Imagine a sunflower that’s slightly blue. Or a stop sign that’s not red. These may be everyday sights for a person who's color blind—which means they perceive wavelengths of light differently than most people.

“Color blindness is usually inherited,” says Jessica Lattman, MD, a New York City-based ophthalmologist. Several genes are needed to make the color-detecting molecules, or photopigments, in the cone-shaped cells of the retina (known as cone cells). Abnormalities in those genes can lead to difficulty seeing reds and greens, or blues and yellows—or in rare cases, an inability to see any color at all.

“Because most forms of the disorder are linked to the X chromosome, [it] affects men far more commonly than women,” says Dr. Lattman. It’s estimated that 8% of men and just 0.5% of women of Northern European descent have the common type, red-green blindness.

While there’s no cure for color blindness, treatments do exist: “Some people find that wearing tinted glasses helps them detect colors better,“ Dr. Lattman says. "And there are actually smartphone apps now that allow people to take a picture of something and be informed of what color it is.”

To show how color blindness can affect a person’s view of the world, the UK site Clinic Compare created the eight GIFs below. Each one portrays a different type of the disorder.

RELATED: These GIFs Show What It’s Really Like to Have Glaucoma and Other Eye Problems

Red-Green Color Blindness

Red-weakness (protanomaly)

Red-weakness—in which reds, oranges, and yellows appear greener and less bright—doesn’t tend to interfere with a person’s daily life. About 1% of men have this mild, X-linked type, according to the National Eye Institute.

Red-blindness (protanopia)

Also affecting about 1% of men, red-blindness means red appears back; and shades of orange, yellow, and green may register as yellow. 

Green-weakness (deuteranomaly)

Green-weakness is the most common form of color blindness, says Dr. Lattman. Five percent of men have it. To them, yellow and green appear redder; and blue and violet look the same.

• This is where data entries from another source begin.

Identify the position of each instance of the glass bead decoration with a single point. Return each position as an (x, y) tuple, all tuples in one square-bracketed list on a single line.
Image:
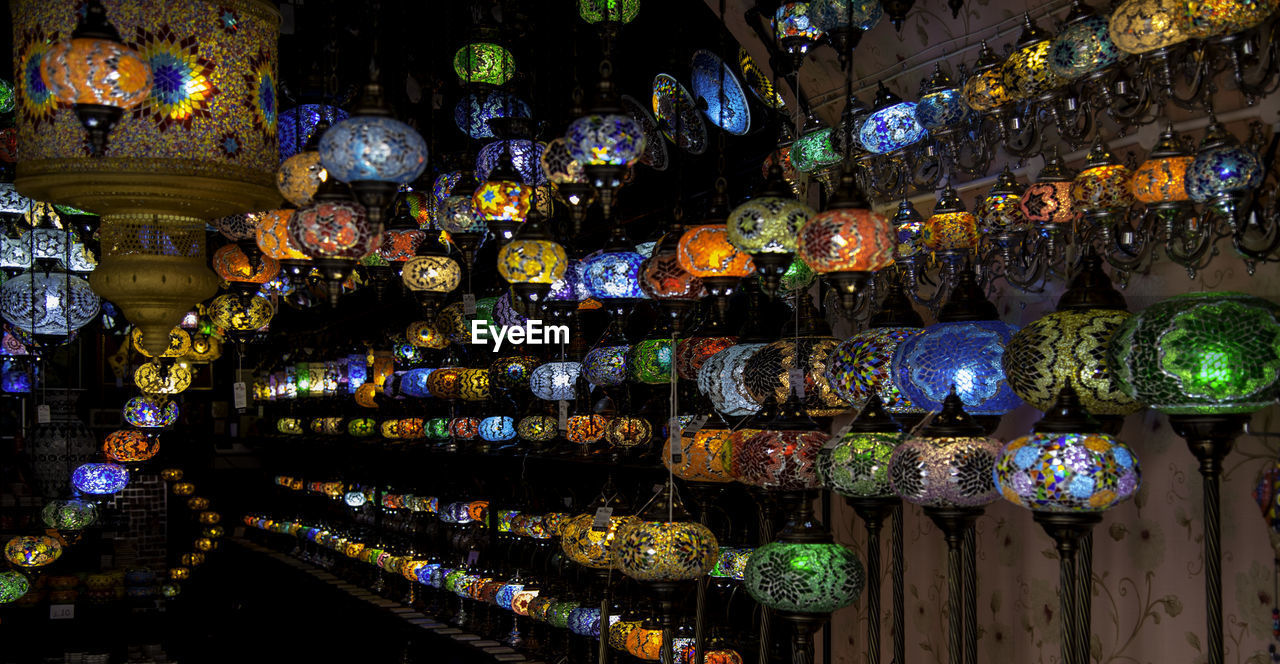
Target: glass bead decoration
[(945, 471), (1066, 472), (1068, 348), (373, 149), (1200, 353), (804, 577), (100, 479), (666, 550), (965, 355)]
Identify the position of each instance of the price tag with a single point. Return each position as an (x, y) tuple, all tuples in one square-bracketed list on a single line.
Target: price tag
[(240, 394), (600, 522)]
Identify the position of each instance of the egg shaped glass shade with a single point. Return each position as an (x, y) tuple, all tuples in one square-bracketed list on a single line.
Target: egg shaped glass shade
[(31, 552), (950, 232), (649, 362), (231, 314), (1221, 170), (613, 275), (1142, 26), (891, 129), (556, 380), (863, 365), (767, 224), (474, 111), (129, 445), (69, 514), (100, 479), (721, 380), (613, 140), (373, 149), (666, 550), (945, 471), (858, 465), (804, 577), (333, 229), (1201, 353), (965, 355), (768, 372), (484, 63), (53, 303), (607, 365), (588, 546), (1082, 47), (846, 241), (531, 261), (1068, 348), (1066, 472), (95, 72), (778, 461)]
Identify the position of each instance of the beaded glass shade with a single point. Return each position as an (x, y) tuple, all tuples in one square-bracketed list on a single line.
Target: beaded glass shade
[(666, 550), (1066, 472), (964, 355), (804, 577), (1068, 347), (1201, 353), (945, 471)]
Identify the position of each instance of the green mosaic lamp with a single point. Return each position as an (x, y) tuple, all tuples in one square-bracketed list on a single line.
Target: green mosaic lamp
[(1207, 361)]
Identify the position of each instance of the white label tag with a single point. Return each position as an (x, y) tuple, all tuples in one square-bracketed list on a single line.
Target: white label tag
[(600, 522), (240, 394)]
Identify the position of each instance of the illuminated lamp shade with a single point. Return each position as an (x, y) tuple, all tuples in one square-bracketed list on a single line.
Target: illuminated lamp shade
[(608, 10), (1223, 168), (586, 429), (497, 429), (941, 105), (704, 456), (984, 90), (606, 366), (1083, 46), (626, 431), (150, 412), (804, 576), (649, 362), (231, 312), (129, 445), (1201, 353), (1104, 184), (538, 427), (100, 479), (891, 126), (1047, 202), (1216, 18), (1027, 71), (863, 365), (721, 380), (69, 514), (1161, 179), (31, 552), (556, 380), (1144, 26), (951, 228), (484, 63), (965, 355)]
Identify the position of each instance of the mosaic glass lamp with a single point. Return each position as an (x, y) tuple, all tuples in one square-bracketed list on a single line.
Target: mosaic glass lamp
[(1200, 353), (891, 126), (1083, 46)]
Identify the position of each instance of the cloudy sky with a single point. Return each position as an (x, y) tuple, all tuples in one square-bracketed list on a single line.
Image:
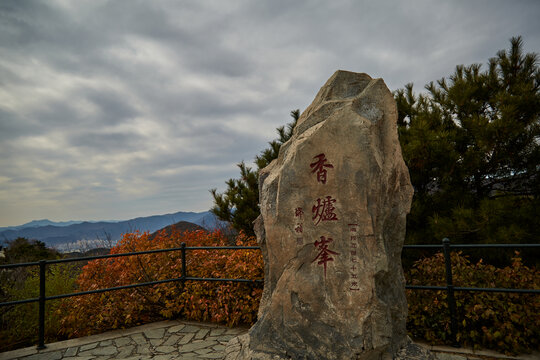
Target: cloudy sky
[(119, 109)]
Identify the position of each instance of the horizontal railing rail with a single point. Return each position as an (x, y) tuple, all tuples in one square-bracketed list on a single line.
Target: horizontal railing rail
[(446, 247), (450, 289), (42, 299)]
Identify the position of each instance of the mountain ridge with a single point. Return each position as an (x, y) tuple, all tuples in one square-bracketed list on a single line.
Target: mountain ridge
[(104, 231)]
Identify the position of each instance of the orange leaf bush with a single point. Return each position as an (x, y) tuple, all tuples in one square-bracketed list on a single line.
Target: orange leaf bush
[(224, 302), (505, 322)]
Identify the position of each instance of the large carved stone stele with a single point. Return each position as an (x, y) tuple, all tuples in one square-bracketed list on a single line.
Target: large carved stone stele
[(332, 226)]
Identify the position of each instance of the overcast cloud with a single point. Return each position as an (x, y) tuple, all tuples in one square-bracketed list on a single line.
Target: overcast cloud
[(119, 109)]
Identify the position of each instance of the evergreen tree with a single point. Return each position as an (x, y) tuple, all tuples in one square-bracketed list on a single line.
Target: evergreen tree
[(472, 145), (239, 204)]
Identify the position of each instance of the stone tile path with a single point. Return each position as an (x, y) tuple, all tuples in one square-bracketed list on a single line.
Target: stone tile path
[(160, 341), (185, 340)]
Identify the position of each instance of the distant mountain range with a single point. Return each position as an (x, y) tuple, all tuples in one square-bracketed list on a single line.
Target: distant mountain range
[(74, 235)]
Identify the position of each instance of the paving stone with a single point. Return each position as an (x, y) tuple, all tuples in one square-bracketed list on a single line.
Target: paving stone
[(139, 339), (201, 333), (107, 350), (88, 347), (156, 342), (216, 332), (143, 350), (226, 337), (165, 349), (190, 356), (196, 346), (71, 352), (154, 333), (187, 338), (203, 351), (176, 328), (215, 338), (190, 328), (53, 355), (212, 356), (163, 357), (122, 341), (236, 331), (125, 351), (172, 340), (219, 348)]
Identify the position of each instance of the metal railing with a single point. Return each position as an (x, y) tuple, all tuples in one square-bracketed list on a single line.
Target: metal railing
[(42, 277), (451, 289), (445, 246)]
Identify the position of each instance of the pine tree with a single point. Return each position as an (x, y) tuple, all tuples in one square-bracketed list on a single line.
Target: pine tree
[(472, 145), (239, 204)]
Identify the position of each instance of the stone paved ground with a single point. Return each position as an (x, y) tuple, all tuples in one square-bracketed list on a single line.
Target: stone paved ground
[(160, 341), (185, 340)]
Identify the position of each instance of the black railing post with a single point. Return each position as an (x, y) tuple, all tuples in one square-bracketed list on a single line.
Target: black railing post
[(184, 272), (41, 331), (450, 292)]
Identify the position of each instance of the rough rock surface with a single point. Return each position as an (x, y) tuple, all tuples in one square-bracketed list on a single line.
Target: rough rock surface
[(332, 225)]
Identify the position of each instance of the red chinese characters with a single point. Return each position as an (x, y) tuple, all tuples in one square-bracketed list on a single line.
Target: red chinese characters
[(353, 242), (299, 226), (318, 167), (324, 210), (325, 254)]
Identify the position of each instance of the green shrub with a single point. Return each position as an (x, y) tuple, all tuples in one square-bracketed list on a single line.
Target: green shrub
[(19, 323), (505, 322)]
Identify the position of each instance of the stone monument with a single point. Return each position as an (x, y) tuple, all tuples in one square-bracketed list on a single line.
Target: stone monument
[(332, 226)]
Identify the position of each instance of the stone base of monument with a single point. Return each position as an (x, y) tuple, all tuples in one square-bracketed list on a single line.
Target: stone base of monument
[(332, 226), (238, 348)]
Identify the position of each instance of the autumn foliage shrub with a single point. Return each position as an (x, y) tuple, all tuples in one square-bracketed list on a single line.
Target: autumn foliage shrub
[(505, 322), (225, 302)]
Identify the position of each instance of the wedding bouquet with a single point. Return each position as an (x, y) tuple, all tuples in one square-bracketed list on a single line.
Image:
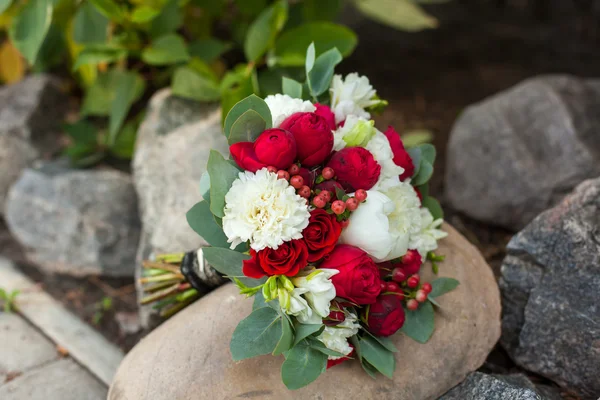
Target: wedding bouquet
[(326, 221)]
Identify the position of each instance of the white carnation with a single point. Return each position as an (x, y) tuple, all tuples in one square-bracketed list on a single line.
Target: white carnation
[(425, 240), (336, 337), (282, 106), (264, 210), (351, 96)]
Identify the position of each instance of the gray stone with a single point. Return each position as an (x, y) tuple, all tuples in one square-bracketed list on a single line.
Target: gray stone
[(550, 284), (172, 149), (480, 386), (76, 222), (60, 380), (30, 115), (519, 152)]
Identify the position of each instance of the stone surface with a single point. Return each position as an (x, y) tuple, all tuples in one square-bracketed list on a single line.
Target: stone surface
[(30, 115), (519, 152), (59, 380), (480, 386), (171, 154), (188, 357), (76, 222), (550, 284)]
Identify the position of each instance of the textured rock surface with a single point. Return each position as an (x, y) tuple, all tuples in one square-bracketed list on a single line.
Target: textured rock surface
[(171, 154), (480, 386), (550, 285), (519, 152), (75, 221), (188, 356), (30, 115)]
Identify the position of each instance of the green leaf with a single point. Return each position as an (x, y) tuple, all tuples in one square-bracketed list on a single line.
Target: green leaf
[(203, 223), (246, 128), (28, 28), (378, 356), (167, 49), (399, 14), (222, 174), (253, 103), (419, 323), (261, 34), (442, 286), (287, 337), (97, 54), (256, 335), (290, 48), (89, 25), (320, 75), (302, 366), (110, 9), (127, 91), (434, 207), (291, 87)]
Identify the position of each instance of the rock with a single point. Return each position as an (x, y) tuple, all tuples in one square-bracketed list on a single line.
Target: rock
[(76, 222), (480, 386), (188, 356), (171, 154), (30, 115), (519, 152), (550, 284)]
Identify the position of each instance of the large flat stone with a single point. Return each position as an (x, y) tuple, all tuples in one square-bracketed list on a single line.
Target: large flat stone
[(188, 356)]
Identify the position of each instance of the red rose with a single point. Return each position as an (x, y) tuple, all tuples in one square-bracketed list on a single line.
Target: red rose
[(325, 112), (386, 315), (274, 147), (355, 168), (321, 234), (289, 258), (358, 280), (314, 138), (401, 156)]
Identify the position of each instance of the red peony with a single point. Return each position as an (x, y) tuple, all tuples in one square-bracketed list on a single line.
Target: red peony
[(386, 315), (401, 156), (288, 259), (314, 138), (358, 280), (325, 112), (355, 168), (274, 147), (321, 234)]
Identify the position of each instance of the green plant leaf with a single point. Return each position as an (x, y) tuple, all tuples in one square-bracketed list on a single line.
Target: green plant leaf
[(290, 48), (167, 49), (264, 29), (419, 323), (203, 223), (89, 25), (442, 286), (256, 335), (97, 54), (250, 103), (222, 174), (378, 356), (291, 87), (28, 28), (400, 14), (302, 366), (321, 73)]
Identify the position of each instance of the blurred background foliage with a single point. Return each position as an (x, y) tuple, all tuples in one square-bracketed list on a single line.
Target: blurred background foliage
[(119, 52)]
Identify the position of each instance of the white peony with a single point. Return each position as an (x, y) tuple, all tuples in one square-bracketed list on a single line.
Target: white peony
[(383, 225), (264, 210), (282, 106), (351, 96), (425, 240), (336, 337)]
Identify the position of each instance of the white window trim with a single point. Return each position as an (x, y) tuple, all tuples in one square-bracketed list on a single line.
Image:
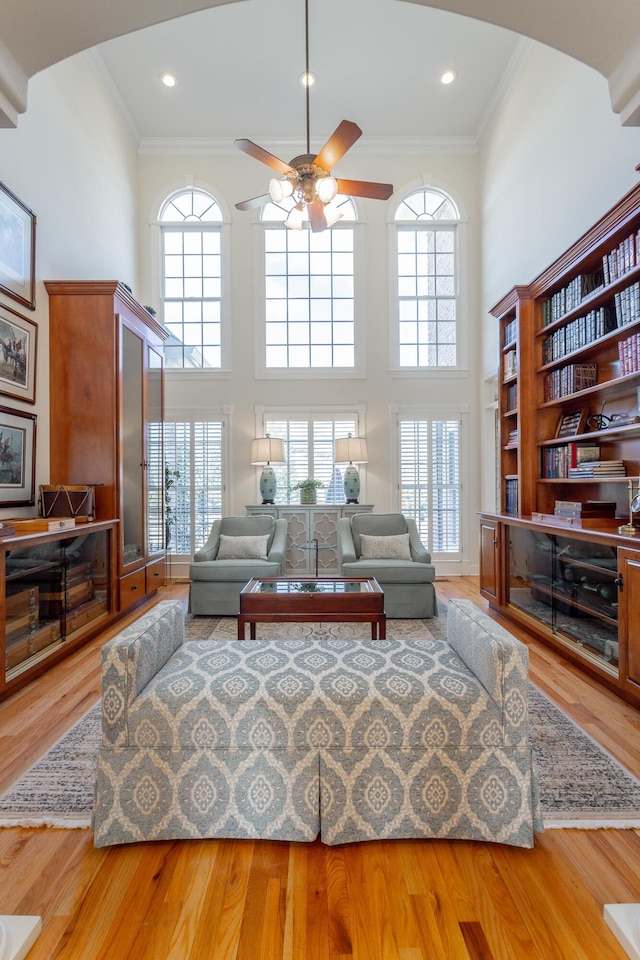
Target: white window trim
[(155, 272), (358, 371), (459, 564), (358, 411), (462, 279)]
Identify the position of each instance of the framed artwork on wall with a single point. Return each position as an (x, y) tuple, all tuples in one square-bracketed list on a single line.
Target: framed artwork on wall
[(17, 249), (18, 354), (17, 458)]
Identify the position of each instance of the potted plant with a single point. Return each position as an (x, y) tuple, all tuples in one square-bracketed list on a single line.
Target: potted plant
[(308, 490), (170, 478)]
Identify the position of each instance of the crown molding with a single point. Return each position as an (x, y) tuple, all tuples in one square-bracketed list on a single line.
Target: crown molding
[(180, 146)]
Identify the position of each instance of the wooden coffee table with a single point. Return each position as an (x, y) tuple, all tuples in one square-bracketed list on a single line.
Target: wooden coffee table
[(313, 599)]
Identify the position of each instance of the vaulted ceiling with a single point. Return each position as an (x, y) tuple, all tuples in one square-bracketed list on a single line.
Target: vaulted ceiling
[(377, 61)]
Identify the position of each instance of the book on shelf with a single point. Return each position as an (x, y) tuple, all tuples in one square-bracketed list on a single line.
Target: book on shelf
[(627, 304), (622, 258), (598, 468), (570, 379), (579, 333), (629, 353), (510, 364), (557, 461), (571, 296)]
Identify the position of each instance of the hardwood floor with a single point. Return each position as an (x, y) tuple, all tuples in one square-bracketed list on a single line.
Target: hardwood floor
[(396, 900)]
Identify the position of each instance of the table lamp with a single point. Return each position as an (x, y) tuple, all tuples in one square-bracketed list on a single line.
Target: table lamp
[(267, 450), (349, 450)]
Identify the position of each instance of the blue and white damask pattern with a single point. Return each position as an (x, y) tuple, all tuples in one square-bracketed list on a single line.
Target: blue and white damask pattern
[(288, 739)]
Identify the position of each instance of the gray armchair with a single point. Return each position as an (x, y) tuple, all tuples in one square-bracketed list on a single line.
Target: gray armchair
[(401, 564), (226, 563)]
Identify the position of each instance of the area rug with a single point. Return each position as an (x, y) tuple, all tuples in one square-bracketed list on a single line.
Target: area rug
[(581, 785)]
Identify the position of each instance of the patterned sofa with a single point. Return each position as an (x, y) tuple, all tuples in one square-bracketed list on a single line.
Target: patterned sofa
[(287, 739)]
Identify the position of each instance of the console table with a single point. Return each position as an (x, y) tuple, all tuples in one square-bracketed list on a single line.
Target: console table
[(307, 523)]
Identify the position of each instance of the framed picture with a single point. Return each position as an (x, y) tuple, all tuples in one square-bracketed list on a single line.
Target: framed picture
[(18, 353), (17, 249), (17, 458), (572, 423)]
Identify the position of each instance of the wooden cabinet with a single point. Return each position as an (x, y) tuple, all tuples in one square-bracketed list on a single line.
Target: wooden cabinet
[(312, 537), (106, 373), (574, 590), (56, 591), (569, 445)]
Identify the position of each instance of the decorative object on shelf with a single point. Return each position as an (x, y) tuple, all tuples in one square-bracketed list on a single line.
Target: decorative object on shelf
[(265, 451), (170, 479), (349, 450), (628, 529), (17, 458), (307, 178), (18, 352), (308, 490), (17, 249), (572, 424)]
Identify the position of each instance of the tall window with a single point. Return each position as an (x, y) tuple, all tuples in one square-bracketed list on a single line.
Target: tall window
[(309, 454), (190, 228), (193, 467), (426, 231), (309, 292), (430, 485)]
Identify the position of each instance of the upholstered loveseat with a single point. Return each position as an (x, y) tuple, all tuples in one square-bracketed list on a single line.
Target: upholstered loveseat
[(287, 739)]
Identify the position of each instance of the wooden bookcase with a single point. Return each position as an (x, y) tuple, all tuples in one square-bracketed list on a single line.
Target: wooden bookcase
[(569, 347)]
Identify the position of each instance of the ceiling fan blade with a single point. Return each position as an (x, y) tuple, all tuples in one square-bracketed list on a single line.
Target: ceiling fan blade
[(317, 218), (365, 188), (259, 153), (338, 143), (253, 202)]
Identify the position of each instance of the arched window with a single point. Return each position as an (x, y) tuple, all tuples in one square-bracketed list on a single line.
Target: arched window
[(191, 257), (309, 291), (427, 263)]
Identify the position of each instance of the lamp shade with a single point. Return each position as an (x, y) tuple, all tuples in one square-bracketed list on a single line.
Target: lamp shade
[(267, 450), (351, 450)]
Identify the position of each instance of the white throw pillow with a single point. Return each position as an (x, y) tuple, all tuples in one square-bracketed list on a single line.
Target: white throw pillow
[(385, 548), (243, 548)]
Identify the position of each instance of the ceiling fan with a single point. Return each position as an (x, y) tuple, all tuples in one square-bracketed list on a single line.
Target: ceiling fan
[(308, 178)]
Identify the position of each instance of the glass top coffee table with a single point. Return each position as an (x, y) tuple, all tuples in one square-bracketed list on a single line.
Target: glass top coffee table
[(313, 599)]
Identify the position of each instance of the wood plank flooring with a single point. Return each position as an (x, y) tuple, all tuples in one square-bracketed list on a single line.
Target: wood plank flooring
[(243, 900)]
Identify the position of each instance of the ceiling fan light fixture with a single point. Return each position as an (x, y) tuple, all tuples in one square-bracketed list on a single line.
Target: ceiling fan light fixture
[(326, 189), (279, 189), (296, 217), (332, 213)]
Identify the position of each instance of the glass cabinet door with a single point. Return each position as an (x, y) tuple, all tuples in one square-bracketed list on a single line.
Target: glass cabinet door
[(132, 441), (154, 454), (569, 584)]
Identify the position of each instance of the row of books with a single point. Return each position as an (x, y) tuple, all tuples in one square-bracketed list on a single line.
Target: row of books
[(570, 379), (627, 304), (579, 333), (511, 496), (510, 332), (570, 296), (557, 461), (629, 353), (622, 258), (598, 469), (510, 364)]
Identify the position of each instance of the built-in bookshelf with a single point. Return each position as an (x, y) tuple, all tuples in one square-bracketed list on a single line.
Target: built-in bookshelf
[(561, 556)]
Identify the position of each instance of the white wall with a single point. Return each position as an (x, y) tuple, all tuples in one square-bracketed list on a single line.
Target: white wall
[(553, 161), (233, 177), (72, 163)]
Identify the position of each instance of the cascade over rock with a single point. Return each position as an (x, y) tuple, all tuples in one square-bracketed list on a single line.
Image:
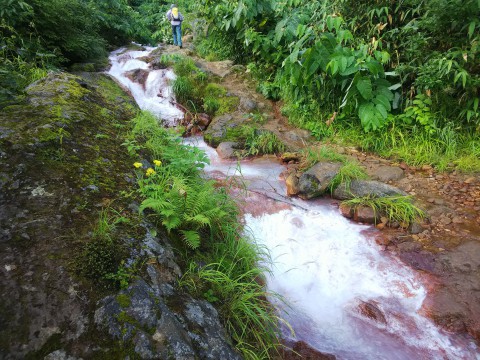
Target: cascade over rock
[(63, 163), (315, 181)]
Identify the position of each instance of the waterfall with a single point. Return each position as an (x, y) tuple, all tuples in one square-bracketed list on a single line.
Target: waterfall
[(344, 295)]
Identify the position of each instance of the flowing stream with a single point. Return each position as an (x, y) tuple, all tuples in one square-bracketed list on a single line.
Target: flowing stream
[(345, 296)]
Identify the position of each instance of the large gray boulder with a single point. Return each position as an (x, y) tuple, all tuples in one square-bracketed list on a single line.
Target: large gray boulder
[(217, 131), (361, 188), (156, 320), (315, 181)]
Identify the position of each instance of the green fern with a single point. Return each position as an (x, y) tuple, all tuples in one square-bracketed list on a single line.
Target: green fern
[(191, 238)]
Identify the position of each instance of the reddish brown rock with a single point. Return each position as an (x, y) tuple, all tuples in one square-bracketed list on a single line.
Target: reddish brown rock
[(292, 184), (365, 215), (302, 351), (371, 311)]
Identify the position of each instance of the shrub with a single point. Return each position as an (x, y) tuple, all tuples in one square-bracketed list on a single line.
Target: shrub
[(398, 209)]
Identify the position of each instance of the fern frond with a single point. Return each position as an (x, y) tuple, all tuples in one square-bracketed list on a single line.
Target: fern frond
[(156, 205), (191, 238), (172, 222), (199, 220)]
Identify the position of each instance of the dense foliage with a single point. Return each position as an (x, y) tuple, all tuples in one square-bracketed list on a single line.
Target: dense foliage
[(40, 35), (407, 73), (205, 218)]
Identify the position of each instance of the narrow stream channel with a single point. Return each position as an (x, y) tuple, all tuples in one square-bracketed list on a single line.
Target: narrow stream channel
[(345, 296)]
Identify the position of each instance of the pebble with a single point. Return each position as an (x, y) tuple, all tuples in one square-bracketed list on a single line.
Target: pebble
[(10, 267)]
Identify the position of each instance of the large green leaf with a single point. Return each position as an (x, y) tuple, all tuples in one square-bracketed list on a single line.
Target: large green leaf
[(372, 116), (364, 87), (381, 99)]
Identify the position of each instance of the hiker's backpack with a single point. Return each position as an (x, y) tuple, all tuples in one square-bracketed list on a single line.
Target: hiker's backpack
[(175, 14)]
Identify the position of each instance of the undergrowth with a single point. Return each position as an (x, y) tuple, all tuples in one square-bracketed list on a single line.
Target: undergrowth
[(206, 219), (399, 209)]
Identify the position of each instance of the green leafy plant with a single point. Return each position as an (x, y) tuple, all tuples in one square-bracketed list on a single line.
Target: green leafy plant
[(205, 217), (258, 142), (348, 172), (399, 209)]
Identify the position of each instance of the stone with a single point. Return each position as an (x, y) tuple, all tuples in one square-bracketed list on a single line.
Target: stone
[(415, 228), (388, 173), (470, 180), (292, 184), (287, 157), (203, 120), (60, 355), (315, 181), (346, 211), (361, 188), (247, 105), (227, 150), (372, 311), (300, 350), (365, 214), (217, 130)]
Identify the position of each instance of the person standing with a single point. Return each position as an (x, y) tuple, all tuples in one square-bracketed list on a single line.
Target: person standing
[(175, 17)]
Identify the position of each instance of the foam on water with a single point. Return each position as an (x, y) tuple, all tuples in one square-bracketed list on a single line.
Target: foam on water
[(157, 95), (323, 264), (325, 267)]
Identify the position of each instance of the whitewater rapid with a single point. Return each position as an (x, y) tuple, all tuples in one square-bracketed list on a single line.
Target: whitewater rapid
[(324, 266)]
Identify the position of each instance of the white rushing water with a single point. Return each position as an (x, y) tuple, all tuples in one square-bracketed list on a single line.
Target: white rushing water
[(156, 96), (326, 268), (324, 265)]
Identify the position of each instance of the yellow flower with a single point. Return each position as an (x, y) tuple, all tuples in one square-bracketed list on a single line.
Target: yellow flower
[(150, 171)]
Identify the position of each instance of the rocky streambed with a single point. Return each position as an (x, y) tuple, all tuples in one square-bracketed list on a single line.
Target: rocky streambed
[(62, 165)]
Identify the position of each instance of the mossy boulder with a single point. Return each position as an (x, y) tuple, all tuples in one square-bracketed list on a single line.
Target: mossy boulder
[(223, 128), (62, 161)]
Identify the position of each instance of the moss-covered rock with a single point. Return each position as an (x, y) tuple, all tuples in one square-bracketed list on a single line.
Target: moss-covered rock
[(62, 161)]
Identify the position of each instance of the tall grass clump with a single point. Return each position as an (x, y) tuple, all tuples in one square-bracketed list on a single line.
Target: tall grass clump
[(348, 172), (399, 209), (205, 218), (258, 142)]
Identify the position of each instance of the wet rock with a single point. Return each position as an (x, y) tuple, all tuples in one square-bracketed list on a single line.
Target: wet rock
[(203, 120), (217, 130), (287, 157), (415, 228), (361, 188), (365, 214), (372, 311), (409, 246), (315, 181), (446, 311), (247, 105), (301, 350), (387, 173), (138, 75), (227, 150), (60, 355), (292, 184), (346, 211)]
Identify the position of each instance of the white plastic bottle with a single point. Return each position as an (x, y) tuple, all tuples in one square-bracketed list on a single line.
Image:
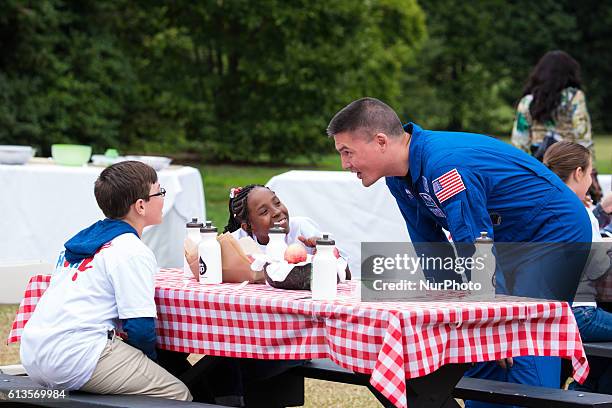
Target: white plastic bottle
[(209, 253), (192, 239), (324, 276), (483, 271), (275, 250)]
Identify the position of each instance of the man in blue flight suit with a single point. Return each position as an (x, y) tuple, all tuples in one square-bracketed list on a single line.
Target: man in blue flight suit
[(468, 183)]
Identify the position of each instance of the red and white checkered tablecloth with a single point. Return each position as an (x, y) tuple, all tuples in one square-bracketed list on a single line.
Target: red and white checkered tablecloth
[(392, 341)]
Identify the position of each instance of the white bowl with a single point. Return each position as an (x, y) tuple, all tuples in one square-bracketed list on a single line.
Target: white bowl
[(15, 154), (157, 162)]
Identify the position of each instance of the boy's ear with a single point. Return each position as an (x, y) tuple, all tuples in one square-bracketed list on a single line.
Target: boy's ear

Green-blindness (deuteranopia)

With this X-linked type affecting 1 in 100 men, greens appear beige; and reds look brownish-yellow. 

Blue-Yellow Color Blindness 

Blue-weakness (tritanomaly)

"Tritantomaly is very rare,” says Dr. Lattman, “and it affects both men and women equally." A blue-weakness, this form of color blindness makes blue appear greener. It also makes it tough to differentiate yellow and red from pink.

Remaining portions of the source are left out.